Earl Sullivan had an international career in pharmaceuticals; Carrie Sullivan was a veterinarian. In 2008, they launched a family business, making 50 cases of Idaho wine. Turas, a syrah-based blend meant to age, is the flagship wine. They vinify other reds, including petit verdot, but not cabernet sauvignon. - Coiled
Leslie Preston salutes the mighty influence of the river, with its bends and curlicues, naming her label Coiled. Besides syrah, she has branched out to tempranillo and riesling, including a very personally styled, classic-method sparkling riesling, Rizza. - Cinder
Melanie Krause loves how volcanic soils intensify flavor of viognier, tempranillo, and syrah. Cinder remains can be seen in vineyard earth. An ambitious lineup ranges from the everyday Laissez Faire label to high-end reds — the cabernet sauvignon blend comes from 35-year-old vines. - Split Rail Winery
Jed Glavin, a self-described RhÔne guy, loves experimenting. The white blend for Exploding Mirror varies annually; varietals for his rosés change too. Glavin wishes riesling wasn’t so misunderstood (it’s not always sweet!), sells wine in growlers and kegs — and does it all in an intimate, friendly, funky space. - Koenig Vineyards
Greg Koenig, who comes from an Idaho hospitality family, produces a notable cabernet sauvignon with Fraser Vineyard grapes grown at the highest point in the county. A love of Italian vernacular architecture inspired his winery design, constructed with local sandstone accents. - Fujishin Family Cellars
Martin Fujishin, from a local agricultural family, started out working for Greg Koenig. By 2009, he opened his own shop. He likes for wine to be a learning experience and sometimes offers classes or special tastings. “Tempranillo and syrah are slam dunks for Idaho.” He likes “playing with” odd balls such as mourvèdre. - Ste. Chapelle
Ste. Chapelle’s hillside octagonal tasting room mimics the medieval French original.

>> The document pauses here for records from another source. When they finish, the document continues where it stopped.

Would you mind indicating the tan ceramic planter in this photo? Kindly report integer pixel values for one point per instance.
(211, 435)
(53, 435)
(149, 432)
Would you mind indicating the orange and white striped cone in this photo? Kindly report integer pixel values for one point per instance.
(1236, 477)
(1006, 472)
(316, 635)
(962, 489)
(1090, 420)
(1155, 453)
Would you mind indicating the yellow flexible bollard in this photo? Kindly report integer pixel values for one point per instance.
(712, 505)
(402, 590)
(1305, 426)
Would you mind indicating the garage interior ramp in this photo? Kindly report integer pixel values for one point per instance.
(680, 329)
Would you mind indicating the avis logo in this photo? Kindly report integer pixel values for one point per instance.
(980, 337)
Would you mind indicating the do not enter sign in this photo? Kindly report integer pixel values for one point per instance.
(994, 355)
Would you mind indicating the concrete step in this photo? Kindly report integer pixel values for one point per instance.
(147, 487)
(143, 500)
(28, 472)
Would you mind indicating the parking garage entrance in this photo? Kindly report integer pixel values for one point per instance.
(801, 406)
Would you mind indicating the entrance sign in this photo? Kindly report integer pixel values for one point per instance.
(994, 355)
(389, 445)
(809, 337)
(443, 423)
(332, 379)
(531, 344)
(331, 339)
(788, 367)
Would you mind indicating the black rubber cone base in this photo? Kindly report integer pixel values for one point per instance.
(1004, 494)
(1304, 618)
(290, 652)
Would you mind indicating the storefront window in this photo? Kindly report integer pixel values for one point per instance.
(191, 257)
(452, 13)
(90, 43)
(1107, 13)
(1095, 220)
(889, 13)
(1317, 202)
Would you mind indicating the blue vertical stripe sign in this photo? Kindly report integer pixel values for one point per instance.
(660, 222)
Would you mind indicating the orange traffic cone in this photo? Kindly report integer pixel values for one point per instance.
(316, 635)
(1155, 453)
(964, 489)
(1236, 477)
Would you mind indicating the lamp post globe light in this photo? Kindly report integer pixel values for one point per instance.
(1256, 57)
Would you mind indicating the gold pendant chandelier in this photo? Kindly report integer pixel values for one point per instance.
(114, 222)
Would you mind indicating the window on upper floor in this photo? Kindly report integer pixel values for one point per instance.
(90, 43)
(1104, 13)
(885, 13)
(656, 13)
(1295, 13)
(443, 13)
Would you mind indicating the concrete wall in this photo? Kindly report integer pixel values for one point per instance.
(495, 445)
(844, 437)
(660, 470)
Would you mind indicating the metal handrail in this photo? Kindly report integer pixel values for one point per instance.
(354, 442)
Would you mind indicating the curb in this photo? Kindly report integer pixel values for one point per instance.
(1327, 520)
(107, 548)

As Idaho’s research and volume leader, it has the widest-ranging lineup: Chateau series (that pretty pink is riesling with huckleberries); Snake River Valley series (great for sampling varietals); and top-shelf Panoramic and Treasure Valley series. - Bitner Vineyards
Bitner wines have been standard-bearers for chardonnay and riesling since the 20th century. Wife Mary and daughter Amy joined Ron on the Bitner team when, instead of selling most of the crop, they began producing and bottling themselves. - Williamson Orchards & Vineyards
In 1998, the fourth-generation homesteading Williamsons decided to tap their fruit-growing expertise and planted vinifera on part of their 400 acres. First in the valley to grow sangiovese, they focus on a fruit-forward style. Cabernet sauvignon, petit syrah, and Harvest Moon Red, a red blend, offer proof. - Sawtooth Estate Winery
Everything about this brand evokes the enticing, vast, and rugged Idaho outdoors. Meredith Smith produces a gewürtztraminer only in years when “those incredible aromatics are just right.” Trout Trilogy series — carmenere, grenache, malbec, tempranillo, petit syrah, syrah — is sold exclusively at the winery.